Hinata nel frattempo si era alzata per raggiungerle. A gran voce stava chiamando qualcuno per dar loro una mano e, come per magia, si materializzarono alcuni lavoratori della tenuta, che si presero cura dei loro bagagli portandoli all’interno della casa. Superò sua figlia, e tendendo le braccia, andò verso sua madre.
«Okaasan!» Si abbracciarono, il viso stretto tra le mani per specchiarsi l’una nello sguardo dell’altra.
Appena si staccarono Hinata spalancò di nuovo le braccia rivolgendosi a sua nipote.
«Chiyo! Fammi sentire la tua voce!» e Chiyo le volò tra le braccia.
«Ciao Obaasan, ti trovo in forma smagliante!»
«Noi vecchiette ci difendiamo ancora bene. Ma dove avete messo gli uomini?» i suoi occhi saettarono alla ricerca di altre presenze.
«Eichi e Azumamaro ci raggiungeranno prima di capodanno,» le rispose Aiko.
«Meglio così, avremo tempo per stare tra di noi, gli uomini complicano sempre tutto, anche le semplici conversazioni,» affermò risoluta facendo ridere Chiyo.
«Adesso entriamo che fa un po’ freddino per me,» si voltò, prendendo la mano a entrambe, che la seguirono attraverso il giardino.
 
Hinata, da quando si era trasferita, aveva apportato importanti cambiamenti in quella che prima era una semplice casa di campagna.
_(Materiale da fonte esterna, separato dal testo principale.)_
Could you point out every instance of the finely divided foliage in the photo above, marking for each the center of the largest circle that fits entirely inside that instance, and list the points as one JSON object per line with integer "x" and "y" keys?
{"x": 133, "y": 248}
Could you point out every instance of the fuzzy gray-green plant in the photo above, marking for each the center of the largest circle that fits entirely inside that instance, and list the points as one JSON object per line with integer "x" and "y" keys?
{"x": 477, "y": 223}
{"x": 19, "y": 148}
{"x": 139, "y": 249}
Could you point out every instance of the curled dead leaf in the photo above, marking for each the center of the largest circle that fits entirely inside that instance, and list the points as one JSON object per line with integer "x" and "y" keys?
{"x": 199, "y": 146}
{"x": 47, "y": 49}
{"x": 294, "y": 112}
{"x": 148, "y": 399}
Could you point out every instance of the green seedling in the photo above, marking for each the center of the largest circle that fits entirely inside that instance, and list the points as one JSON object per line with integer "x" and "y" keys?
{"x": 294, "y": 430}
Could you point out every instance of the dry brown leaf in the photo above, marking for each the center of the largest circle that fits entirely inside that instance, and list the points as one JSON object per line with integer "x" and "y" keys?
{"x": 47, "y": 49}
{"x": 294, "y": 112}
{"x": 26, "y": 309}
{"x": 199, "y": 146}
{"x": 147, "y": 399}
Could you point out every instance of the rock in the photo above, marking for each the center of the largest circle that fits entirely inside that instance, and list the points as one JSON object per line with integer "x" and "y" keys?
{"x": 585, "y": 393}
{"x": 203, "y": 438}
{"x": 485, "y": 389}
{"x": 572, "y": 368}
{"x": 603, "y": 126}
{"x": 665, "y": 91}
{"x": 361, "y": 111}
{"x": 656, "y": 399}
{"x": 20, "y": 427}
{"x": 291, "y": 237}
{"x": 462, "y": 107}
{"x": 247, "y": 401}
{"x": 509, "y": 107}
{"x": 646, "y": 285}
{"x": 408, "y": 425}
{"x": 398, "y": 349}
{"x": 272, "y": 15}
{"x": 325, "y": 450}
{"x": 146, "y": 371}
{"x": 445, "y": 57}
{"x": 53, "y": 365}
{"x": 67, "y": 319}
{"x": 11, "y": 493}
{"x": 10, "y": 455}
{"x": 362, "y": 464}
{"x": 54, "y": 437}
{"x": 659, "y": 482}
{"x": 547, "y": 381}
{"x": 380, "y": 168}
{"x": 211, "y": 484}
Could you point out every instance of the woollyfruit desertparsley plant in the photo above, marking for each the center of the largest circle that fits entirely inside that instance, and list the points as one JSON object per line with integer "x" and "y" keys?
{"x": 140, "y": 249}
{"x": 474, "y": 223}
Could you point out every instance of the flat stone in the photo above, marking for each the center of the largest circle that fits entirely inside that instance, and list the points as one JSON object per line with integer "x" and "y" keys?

Aveva fatto arrivare l’acqua corrente, comprato e fatto installare una stufa a pellets, aveva persino voluto il Wi-Fi. Per il resto tutto era come le era sempre piaciuto, sobrio ed essenziale, come si conviene alle case Nōka.
Si tolsero le scarpe, lasciandole sotto il gradino del Genkan, infilandosi le pantofole prima di entrare. Il pavimento di legno era stato cambiato, così come i Tatami che lo ricoprivano. Aveva anche fatto aggiungere una stanza da bagno molto grande, con doccia e vasca idromassaggio. Anche la carta di riso delle Shoji, che era ingiallita, era solo un lontano ricordo.
Le accompagnò nelle loro stanze, notando che Chiyo emise un grande sospiro di sollievo quando scoprì che ognuna di loro ne aveva una. Le lasciò sole, per permettere loro di sistemarsi, tornando nel soggiorno per preparare il tavolo per il pranzo. Pochi minuti dopo erano sedute davanti a una grande ciotola di Ramen. Mangiarono con appetito, le coperte collegate al kotatsu emettevano un piacevole calore, che riscaldava le loro gambe. L’atmosfera che si respirava era di pace assoluta, pochi erano i rumori che si udivano provenire dall’esterno.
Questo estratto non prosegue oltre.